The CBO looked at the potential cost of expanding the number of warheads from no more than 1,550 allowed under New START to levels specified in previous arms control agreements.
Increasing the number of warheads to the 1,700 to 2,200 allowed under the Strategic Offensive Reductions Treaty, also known as the Moscow Treaty, which was signed on May 24, 2002, and was later superseded by New START, “would not increase the Department of Defense’s costs” relative to current modernization plans, which call for fielding a new generation of strategic delivery vehicles. CBO estimates both would cost about $240 billion over the next few decades.
The U.S.-Soviet Strategic Arms Reduction Treaty, known as START I, signed on July 31, 1991, and expired on Dec. 5, 2009, allowed for 6,000 warheads.
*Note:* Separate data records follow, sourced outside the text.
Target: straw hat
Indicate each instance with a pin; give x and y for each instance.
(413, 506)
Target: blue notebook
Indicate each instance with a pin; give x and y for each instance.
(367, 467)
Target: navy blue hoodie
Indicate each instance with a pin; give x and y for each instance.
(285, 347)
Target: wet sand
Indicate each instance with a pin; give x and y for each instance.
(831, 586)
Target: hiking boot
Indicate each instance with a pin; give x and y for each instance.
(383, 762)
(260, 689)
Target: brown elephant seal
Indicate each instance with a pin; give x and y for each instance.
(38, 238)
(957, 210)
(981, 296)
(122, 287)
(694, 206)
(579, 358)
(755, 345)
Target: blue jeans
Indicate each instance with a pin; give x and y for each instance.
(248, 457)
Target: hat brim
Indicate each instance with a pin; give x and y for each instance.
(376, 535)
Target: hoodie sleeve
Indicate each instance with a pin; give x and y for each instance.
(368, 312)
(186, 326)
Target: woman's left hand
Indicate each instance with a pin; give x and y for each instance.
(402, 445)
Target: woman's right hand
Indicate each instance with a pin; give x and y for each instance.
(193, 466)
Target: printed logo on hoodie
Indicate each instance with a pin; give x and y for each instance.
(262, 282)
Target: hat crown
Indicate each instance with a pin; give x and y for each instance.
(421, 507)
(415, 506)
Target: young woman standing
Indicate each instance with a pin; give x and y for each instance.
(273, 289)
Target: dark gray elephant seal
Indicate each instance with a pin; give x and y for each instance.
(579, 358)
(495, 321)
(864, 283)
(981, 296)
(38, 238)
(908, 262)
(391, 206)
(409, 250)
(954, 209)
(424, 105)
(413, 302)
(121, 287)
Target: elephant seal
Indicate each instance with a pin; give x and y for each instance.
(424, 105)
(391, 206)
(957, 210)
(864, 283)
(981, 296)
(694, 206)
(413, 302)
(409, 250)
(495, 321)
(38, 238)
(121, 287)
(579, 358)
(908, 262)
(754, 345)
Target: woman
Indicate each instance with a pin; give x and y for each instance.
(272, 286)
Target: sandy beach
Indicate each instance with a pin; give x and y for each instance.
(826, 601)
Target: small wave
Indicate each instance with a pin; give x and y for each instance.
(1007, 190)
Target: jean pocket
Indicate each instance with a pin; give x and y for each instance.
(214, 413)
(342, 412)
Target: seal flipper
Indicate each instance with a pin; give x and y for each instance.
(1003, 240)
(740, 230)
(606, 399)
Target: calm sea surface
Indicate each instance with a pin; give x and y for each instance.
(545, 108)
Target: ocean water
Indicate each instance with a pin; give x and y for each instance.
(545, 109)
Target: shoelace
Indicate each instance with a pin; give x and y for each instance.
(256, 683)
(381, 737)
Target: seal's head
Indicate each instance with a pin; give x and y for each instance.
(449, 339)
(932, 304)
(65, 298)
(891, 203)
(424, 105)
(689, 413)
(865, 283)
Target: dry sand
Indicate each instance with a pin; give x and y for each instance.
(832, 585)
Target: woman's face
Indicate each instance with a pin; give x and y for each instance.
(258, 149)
The cost to increase the total number of U.S. warheads to that level would be about $88 billion, plus $4 billion to $10 billion annually. Increasing the number of delivery vehicles, which the CBO deemed “the more flexible approach,” would cost $410 billion, plus $24 billion to $28 billion a year.
Even if funding was not an issue, however, it would take time for the U.S. to build back its arsenal.
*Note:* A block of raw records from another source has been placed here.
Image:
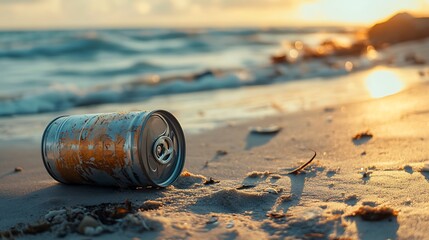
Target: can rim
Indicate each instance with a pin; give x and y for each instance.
(43, 147)
(181, 155)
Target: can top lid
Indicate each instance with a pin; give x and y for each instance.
(162, 148)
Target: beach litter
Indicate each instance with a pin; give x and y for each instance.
(213, 219)
(298, 169)
(211, 181)
(369, 213)
(89, 226)
(245, 186)
(425, 168)
(362, 137)
(273, 129)
(277, 215)
(151, 205)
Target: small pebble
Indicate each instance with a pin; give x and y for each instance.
(271, 190)
(88, 222)
(213, 219)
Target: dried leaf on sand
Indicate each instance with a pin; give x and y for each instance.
(369, 213)
(297, 170)
(211, 181)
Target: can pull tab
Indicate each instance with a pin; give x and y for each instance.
(163, 149)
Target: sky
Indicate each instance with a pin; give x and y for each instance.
(31, 14)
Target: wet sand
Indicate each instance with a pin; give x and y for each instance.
(255, 198)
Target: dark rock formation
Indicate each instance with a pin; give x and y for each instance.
(400, 28)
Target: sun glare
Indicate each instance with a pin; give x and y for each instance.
(381, 83)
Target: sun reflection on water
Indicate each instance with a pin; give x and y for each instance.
(382, 82)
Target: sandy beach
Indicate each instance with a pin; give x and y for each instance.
(250, 195)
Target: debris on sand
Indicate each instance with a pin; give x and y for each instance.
(187, 180)
(276, 176)
(297, 170)
(369, 213)
(365, 172)
(221, 153)
(151, 205)
(211, 181)
(273, 129)
(425, 168)
(245, 186)
(89, 226)
(213, 219)
(272, 214)
(256, 174)
(362, 137)
(271, 190)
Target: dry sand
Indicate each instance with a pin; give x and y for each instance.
(255, 198)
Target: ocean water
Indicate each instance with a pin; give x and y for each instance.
(52, 71)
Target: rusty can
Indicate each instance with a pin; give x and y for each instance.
(133, 149)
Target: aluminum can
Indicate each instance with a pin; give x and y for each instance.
(134, 149)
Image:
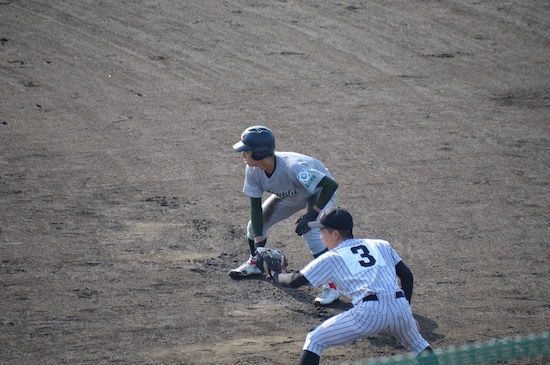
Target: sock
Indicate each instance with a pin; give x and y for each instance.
(309, 358)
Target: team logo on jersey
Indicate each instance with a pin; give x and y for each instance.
(284, 194)
(306, 178)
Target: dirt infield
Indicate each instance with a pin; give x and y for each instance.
(121, 210)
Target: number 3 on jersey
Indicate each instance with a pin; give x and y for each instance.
(367, 259)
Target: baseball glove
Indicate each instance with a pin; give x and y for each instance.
(274, 259)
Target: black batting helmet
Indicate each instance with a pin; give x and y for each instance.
(259, 139)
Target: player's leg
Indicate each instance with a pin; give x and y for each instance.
(274, 210)
(329, 293)
(360, 321)
(404, 327)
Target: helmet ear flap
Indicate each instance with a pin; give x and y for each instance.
(259, 153)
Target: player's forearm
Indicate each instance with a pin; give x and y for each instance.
(293, 280)
(256, 216)
(407, 280)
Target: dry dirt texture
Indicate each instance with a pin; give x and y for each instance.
(121, 209)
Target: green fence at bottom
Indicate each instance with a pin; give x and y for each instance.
(526, 350)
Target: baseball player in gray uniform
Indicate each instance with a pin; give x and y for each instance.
(295, 182)
(366, 271)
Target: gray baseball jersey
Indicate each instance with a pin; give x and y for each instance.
(295, 178)
(361, 267)
(293, 186)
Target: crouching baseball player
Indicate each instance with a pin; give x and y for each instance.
(295, 182)
(366, 271)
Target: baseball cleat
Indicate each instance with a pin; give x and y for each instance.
(327, 296)
(249, 268)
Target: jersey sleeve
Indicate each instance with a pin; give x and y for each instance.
(393, 254)
(319, 271)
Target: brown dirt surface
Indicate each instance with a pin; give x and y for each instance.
(121, 209)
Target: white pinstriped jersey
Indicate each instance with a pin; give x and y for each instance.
(295, 178)
(358, 267)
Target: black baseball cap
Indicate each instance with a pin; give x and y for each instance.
(335, 218)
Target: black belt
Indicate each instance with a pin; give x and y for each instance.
(371, 297)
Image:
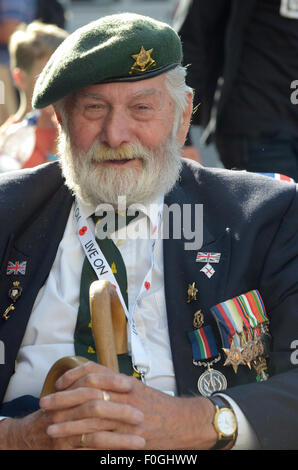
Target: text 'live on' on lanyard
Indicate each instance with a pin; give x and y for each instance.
(103, 271)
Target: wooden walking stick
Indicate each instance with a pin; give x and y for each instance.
(108, 323)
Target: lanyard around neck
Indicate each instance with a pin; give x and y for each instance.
(103, 271)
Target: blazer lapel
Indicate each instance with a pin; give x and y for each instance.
(182, 270)
(28, 260)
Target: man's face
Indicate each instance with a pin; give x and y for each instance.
(119, 137)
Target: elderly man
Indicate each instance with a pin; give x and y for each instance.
(212, 326)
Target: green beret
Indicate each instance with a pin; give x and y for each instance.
(122, 47)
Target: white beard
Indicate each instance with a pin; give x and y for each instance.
(94, 183)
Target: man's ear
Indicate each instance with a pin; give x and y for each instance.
(20, 79)
(185, 121)
(57, 116)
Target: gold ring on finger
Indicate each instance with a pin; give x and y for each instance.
(106, 396)
(83, 440)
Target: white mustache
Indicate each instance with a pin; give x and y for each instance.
(100, 152)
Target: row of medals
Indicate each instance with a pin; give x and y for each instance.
(250, 353)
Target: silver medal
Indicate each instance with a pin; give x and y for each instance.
(211, 381)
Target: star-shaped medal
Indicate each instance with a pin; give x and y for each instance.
(143, 60)
(234, 356)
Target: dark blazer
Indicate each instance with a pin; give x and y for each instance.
(251, 220)
(212, 38)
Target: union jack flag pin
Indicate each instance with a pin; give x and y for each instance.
(208, 270)
(17, 267)
(205, 257)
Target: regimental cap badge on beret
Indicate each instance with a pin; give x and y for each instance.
(143, 60)
(123, 47)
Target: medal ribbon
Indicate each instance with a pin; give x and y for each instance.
(203, 343)
(246, 311)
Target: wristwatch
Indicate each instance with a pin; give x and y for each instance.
(224, 422)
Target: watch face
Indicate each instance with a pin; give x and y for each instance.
(226, 422)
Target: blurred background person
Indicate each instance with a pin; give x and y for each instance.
(243, 60)
(28, 138)
(12, 13)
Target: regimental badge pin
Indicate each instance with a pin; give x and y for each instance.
(14, 294)
(198, 319)
(143, 60)
(208, 258)
(208, 270)
(17, 267)
(205, 257)
(234, 357)
(192, 292)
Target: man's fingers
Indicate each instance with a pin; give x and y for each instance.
(113, 441)
(99, 409)
(69, 398)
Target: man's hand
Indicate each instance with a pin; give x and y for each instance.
(77, 412)
(169, 422)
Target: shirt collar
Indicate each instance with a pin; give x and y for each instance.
(151, 209)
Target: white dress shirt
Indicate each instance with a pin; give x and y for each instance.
(50, 330)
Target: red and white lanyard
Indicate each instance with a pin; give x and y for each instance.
(103, 271)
The Minuteman III missile could support two warheads, Huessy said, but it would take three and a half years to complete that project.
When it comes to uploading additional warheads to launchers, Mark Schneider, senior analyst with the National Institute of Public Policy, said, “In the short-term everything depends on how much tritium [a radioactive isotope of hydrogen used in nuclear weapons] we have available, and if it is in the containers used in warheads. If we have it, we can upload bomber warheads in days or weeks, SLBM warheads over months, and ICBM warheads in years. If we don’t have enough tritium, we can upload the warheads as low-yield.”
Expanding the nuclear arsenal isn’t the only response if New START expires. The U.S. also could expand its intelligence capabilities, which likely would require launching more satellites into orbit or purchasing more commercial satellite imagery—both expensive options, according to the CBO. For example, it cost $1.1 billion to produce the fifth and sixth Space-Based Infrared Satellite-High missile detection systems.
Other options include expanding missile defenses, expanding conventional forces—such as hypersonic weapons and conventional intermediate-range ballistic missiles—and/or expanding nonstrategic nuclear forces.
The 2019 Missile Defense Review noted that the Ground-Based Midcourse Defense system, which is made up of silo-based long-range interceptors, could be expanded in Alaska if necessary. It would cost about $5 billion to build 40 new silos and purchase the interceptors, by CBO estimates. However, the program is undergoing a “complete redesign,” which could significantly change those figures.
The B61 bomb, which is carried by the F-15E as well as some NATO aircraft, is the United States’ only nonstrategic nuclear weapon.
“According to one report, about 150 of those bombs are based in Europe in support of NATO, and some are stored in the United States. Unclassified sources estimate that Russia, by comparison, maintains a substantially larger stockpile of about 1,800 nonstrategic warheads that can be delivered by several different vehicles,” according to the CBO.
The Defense Department is looking to even this field by developing a new nuclear-armed, sea-launched cruise missile, which is expected to cost about $9 billion to develop, as stated by the CBO.
“I recognize that great power competition doesn’t equal conflict, or that we’re on a path to war,” Richard said. “But as the commander in charge of employing strategic deterrence capabilities for the nation, and for our allies, I simply don’t have the luxury of assuming a crisis, conflict, or war won’t happen.”